Credit-default swaps on the Deutsche Bank rose for an eighth day to the highest levels since 2011. Contracts on its senior debt climbed 23 basis points to 243 basis points and subordinated swaps rose 32 basis points to 471 basis points, according to data compiled by Bloomberg based on London closing prices.

Spreads Widen

Other measures of credit risk increased as investors demanded higher yield premiums to hold financial and corporate debt.
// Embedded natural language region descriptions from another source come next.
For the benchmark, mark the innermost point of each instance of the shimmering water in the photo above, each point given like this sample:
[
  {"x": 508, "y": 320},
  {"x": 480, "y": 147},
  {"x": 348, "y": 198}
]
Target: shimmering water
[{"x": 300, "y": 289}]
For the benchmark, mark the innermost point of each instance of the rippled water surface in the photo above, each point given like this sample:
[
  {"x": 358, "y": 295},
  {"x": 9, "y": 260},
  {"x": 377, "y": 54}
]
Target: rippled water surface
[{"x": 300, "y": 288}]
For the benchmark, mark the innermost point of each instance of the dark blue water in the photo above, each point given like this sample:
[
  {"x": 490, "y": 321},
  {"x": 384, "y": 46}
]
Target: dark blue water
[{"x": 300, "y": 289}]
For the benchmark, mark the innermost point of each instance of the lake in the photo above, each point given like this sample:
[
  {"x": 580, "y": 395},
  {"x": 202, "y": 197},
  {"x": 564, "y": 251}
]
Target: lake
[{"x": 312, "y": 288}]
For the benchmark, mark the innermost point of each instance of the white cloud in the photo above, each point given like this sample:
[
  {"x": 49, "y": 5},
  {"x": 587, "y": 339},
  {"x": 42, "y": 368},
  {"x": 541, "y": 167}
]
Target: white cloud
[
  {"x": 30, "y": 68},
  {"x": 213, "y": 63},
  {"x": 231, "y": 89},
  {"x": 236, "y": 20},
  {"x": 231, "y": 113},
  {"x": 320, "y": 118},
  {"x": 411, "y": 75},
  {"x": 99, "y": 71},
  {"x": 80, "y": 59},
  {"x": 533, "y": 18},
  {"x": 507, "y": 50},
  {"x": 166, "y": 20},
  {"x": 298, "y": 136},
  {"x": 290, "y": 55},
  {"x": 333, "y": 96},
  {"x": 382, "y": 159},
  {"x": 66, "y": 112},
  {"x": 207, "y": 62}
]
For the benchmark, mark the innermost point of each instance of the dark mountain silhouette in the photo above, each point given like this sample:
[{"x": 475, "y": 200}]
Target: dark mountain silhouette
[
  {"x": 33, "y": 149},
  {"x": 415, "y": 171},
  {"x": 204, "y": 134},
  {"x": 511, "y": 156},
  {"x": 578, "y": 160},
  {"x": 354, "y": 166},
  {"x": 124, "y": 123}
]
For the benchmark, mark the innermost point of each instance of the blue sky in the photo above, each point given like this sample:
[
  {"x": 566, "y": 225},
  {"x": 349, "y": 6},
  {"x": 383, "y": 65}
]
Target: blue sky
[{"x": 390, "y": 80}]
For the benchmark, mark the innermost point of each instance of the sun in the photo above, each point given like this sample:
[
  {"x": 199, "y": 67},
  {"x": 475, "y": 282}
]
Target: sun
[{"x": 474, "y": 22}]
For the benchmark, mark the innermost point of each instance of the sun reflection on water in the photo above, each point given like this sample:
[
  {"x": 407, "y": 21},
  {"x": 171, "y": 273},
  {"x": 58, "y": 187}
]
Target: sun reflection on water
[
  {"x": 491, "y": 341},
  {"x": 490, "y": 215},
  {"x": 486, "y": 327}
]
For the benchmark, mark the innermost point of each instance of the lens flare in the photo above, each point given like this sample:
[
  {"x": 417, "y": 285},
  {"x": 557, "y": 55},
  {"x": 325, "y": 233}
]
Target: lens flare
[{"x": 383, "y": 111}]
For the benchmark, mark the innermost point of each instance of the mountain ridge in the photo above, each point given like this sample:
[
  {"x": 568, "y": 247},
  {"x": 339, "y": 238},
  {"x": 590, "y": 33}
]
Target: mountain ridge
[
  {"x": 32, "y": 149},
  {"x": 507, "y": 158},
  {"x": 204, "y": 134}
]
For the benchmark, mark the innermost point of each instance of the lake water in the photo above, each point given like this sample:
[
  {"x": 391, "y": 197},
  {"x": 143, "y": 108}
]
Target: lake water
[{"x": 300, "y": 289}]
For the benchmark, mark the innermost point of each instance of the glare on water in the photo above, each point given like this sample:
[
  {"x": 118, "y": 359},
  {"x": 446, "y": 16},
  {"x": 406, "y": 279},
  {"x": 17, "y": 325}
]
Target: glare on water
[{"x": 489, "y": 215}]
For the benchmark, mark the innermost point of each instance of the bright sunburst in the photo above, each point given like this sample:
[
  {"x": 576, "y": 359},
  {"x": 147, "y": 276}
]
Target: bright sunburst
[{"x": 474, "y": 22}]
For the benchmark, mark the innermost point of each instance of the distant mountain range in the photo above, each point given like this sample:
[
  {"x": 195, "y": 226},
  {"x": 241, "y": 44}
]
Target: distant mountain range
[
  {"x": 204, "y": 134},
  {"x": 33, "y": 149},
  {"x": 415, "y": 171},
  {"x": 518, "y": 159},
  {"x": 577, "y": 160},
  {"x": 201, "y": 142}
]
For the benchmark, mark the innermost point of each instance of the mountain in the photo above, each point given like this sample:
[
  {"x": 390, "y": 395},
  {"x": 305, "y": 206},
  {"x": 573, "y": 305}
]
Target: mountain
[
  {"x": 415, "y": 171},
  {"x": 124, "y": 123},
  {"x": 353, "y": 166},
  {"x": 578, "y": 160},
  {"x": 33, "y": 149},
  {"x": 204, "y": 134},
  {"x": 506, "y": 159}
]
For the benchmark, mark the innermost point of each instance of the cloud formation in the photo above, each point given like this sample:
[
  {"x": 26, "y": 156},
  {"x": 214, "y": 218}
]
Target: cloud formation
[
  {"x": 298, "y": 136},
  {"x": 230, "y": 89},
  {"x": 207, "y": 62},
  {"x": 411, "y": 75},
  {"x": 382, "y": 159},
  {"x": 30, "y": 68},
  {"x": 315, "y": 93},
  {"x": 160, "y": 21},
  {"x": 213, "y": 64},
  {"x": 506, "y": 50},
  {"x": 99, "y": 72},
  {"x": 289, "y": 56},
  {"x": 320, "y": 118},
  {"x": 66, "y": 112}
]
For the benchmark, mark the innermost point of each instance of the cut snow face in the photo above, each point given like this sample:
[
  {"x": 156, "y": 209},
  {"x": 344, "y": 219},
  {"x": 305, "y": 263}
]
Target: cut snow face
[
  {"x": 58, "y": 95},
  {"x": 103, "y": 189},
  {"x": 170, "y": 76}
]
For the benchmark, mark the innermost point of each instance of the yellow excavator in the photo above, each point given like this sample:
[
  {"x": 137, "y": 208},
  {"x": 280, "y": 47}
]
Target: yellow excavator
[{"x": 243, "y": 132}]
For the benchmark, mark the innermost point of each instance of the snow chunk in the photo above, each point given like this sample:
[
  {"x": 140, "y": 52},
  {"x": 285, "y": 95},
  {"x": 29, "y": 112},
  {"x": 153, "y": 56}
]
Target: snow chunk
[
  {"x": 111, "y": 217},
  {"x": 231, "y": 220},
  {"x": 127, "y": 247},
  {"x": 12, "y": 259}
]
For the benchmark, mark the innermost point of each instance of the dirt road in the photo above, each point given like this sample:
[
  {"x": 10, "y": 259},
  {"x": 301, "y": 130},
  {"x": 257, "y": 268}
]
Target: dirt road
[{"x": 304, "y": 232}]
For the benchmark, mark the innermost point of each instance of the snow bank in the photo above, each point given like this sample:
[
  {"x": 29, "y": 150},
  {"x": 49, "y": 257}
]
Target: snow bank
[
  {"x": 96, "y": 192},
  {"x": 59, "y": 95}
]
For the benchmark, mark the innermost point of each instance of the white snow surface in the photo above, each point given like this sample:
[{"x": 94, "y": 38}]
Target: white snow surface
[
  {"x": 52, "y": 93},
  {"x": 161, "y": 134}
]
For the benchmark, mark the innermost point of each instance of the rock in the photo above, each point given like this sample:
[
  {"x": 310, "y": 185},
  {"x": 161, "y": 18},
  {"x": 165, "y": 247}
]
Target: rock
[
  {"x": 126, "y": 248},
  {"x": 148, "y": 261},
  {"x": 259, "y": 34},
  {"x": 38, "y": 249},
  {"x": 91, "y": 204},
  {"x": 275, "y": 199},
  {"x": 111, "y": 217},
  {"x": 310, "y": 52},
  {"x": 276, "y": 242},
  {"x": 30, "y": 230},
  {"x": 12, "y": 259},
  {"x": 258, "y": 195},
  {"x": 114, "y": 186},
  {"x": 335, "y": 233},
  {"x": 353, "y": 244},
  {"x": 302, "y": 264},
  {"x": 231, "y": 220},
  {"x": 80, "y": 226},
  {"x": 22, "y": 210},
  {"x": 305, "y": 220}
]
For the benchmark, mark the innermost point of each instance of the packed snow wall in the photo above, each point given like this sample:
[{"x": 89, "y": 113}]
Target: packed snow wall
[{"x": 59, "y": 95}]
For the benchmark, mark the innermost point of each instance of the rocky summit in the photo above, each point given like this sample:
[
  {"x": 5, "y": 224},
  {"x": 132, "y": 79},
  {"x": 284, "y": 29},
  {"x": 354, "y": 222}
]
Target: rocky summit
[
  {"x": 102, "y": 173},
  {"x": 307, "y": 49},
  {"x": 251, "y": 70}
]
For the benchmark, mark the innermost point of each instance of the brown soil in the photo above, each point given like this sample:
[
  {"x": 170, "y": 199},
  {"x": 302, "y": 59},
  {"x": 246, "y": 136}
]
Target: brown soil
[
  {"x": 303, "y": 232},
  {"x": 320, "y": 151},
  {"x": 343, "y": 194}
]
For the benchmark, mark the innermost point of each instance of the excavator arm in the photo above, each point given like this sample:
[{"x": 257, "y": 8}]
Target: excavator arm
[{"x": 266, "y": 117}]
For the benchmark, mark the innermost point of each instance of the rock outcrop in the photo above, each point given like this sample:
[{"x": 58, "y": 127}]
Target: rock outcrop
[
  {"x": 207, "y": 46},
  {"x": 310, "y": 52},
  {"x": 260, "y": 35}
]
The yield premium above benchmark government debt for euro-denominated bonds sold by financial institutions rose to 1.6 percentage points, the most since July 2013, according to Bank of America Merrill Lynch index data.

Investors demanded a premium of 1.6 percentage points to hold investment-grade bonds in euros and 6 percentage points for sub-investment grade debt in the currency, index data show.

The spread above benchmarks for dollar-denominated debt also climbed, with investors seeking an extra 2.1 percentage points for investment-grade notes, the highest since June 2012. For junk-rated bonds they sought a more than four-year high of 8.5 percentage points, the data show.

No syndicated primary deals priced in Europe.

“When a story does the rounds like Deutsche Bank, that gets investors’ attention and they use that as an excuse to take risk off,” said Luke Hickmore, an Edinburgh-based senior investment manager at Aberdeen Asset Management, which manages about 291 billion pounds ($420 billion). “Whether this feeds back into a broader weakness in the macro economy in the next couple of months, that’s what is worrying investors.”